Each edit—and the final claim—is scored using multiple goals:

  • Novelty: Is it more original compared to prior art?
  • Scope: Does it keep the invention properly protected (not too narrow)?
  • Consistency: Does the claim stay clear, legal, and technically coherent?
  • Risk: Are we avoiding edits the AI is uncertain about?

The system balances these goals to pick the best path through the edit tree.

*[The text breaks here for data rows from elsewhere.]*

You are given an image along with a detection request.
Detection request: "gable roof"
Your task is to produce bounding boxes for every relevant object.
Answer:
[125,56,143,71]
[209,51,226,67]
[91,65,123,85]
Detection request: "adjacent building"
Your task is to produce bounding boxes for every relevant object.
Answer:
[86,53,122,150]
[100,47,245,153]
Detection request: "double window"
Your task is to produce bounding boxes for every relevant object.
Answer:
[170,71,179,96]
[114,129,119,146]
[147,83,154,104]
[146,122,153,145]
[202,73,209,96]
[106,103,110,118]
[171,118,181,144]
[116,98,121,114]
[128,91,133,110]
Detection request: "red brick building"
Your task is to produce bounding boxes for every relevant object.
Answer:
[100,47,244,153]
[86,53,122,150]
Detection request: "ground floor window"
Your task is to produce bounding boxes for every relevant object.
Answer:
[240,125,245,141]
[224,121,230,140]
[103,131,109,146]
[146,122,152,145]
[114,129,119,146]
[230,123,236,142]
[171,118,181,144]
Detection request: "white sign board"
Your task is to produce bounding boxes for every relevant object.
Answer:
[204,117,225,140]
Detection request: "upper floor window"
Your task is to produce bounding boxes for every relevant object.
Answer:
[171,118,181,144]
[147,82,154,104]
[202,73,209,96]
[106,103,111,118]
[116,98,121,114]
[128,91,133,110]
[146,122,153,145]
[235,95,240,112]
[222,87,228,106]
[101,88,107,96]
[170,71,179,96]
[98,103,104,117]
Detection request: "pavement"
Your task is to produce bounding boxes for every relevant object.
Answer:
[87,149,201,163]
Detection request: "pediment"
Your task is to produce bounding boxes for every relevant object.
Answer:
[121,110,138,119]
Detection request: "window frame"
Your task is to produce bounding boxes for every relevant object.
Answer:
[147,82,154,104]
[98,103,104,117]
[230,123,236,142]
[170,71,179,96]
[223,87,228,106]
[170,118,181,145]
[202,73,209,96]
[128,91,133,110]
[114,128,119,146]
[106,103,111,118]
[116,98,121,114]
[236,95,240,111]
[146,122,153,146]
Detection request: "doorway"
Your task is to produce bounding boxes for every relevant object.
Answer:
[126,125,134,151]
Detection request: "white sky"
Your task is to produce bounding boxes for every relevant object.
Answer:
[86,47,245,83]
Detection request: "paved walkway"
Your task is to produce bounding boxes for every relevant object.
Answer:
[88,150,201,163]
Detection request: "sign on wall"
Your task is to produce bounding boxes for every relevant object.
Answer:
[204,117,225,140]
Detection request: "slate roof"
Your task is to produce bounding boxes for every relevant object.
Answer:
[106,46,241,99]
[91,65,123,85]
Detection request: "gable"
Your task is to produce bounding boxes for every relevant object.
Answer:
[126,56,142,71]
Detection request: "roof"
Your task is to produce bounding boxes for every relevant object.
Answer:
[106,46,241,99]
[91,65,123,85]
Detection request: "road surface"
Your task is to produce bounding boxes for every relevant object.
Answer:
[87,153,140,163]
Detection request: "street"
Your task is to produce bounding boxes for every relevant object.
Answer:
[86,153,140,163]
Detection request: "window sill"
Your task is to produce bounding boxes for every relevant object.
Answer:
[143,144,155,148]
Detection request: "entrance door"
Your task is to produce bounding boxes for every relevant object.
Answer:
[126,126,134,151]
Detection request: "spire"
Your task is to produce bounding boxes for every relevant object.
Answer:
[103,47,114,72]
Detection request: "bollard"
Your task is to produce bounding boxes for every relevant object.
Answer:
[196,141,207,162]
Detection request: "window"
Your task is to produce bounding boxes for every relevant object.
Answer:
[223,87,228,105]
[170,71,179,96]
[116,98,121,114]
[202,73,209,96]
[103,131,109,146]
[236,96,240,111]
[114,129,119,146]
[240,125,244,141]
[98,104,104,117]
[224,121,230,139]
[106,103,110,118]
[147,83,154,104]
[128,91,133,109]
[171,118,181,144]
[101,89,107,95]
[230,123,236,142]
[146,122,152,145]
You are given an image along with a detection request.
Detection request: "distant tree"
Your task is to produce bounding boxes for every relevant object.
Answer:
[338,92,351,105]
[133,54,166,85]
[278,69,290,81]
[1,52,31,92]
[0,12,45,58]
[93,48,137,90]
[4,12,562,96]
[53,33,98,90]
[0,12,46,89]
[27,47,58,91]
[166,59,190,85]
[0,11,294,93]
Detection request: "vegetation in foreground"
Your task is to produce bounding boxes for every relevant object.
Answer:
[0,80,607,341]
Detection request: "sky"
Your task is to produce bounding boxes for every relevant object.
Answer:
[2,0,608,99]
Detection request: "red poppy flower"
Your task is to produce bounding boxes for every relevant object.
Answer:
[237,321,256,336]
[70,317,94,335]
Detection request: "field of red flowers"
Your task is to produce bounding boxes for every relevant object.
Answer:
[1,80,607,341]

Main Findings: What did they discover?

The researchers tested ToC on real patent data (over 1,100 patents and 28,000 claims) and compared it to strong LLMs like GPT-4o and others. Key results:

  • ToC improved the overall quality score of revised claims by about 8% on average, and up to 9% in some cases.
  • It consistently beat standard “zero-shot” and “few-shot” LLM methods (which rely on single prompts or short examples).
  • Human experts preferred ToC’s revised claims about two-thirds of the time when prior art was available.
  • The system worked well across multiple AI models, including both closed-source (GPT-4o) and open-source (Qwen2.5-VL), showing it’s flexible and reliable.
  • Turning off important components (like uncertainty control or the two-agent collaboration) made performance worse, proving these parts really matter.

Why This Matters: Impact and future possibilities

Strong patent claims protect inventions and can affect business value, licensing, and legal outcomes. ToC helps by:

  • Making claim editing more transparent and controllable (every change is small, justified, and tracked).
  • Saving time and cost compared to manual revisions.
  • Reducing mistakes by checking novelty and legal clarity at each step.
  • Providing a practical way to combine AI’s language skills with careful planning and review.

Beyond patents, the same approach could improve other high-stakes writing tasks—like legal contracts, medical guidelines, or scientific methods—anywhere you need careful, rule-following edits with clear reasoning. The authors plan to add better image/figure understanding, speed up the search, and apply ToC to more domains.

Knowledge Gaps

Knowledge gaps, limitations, and open questions

Below is a focused list of what remains missing, uncertain, or unexplored in the paper, framed to guide future research.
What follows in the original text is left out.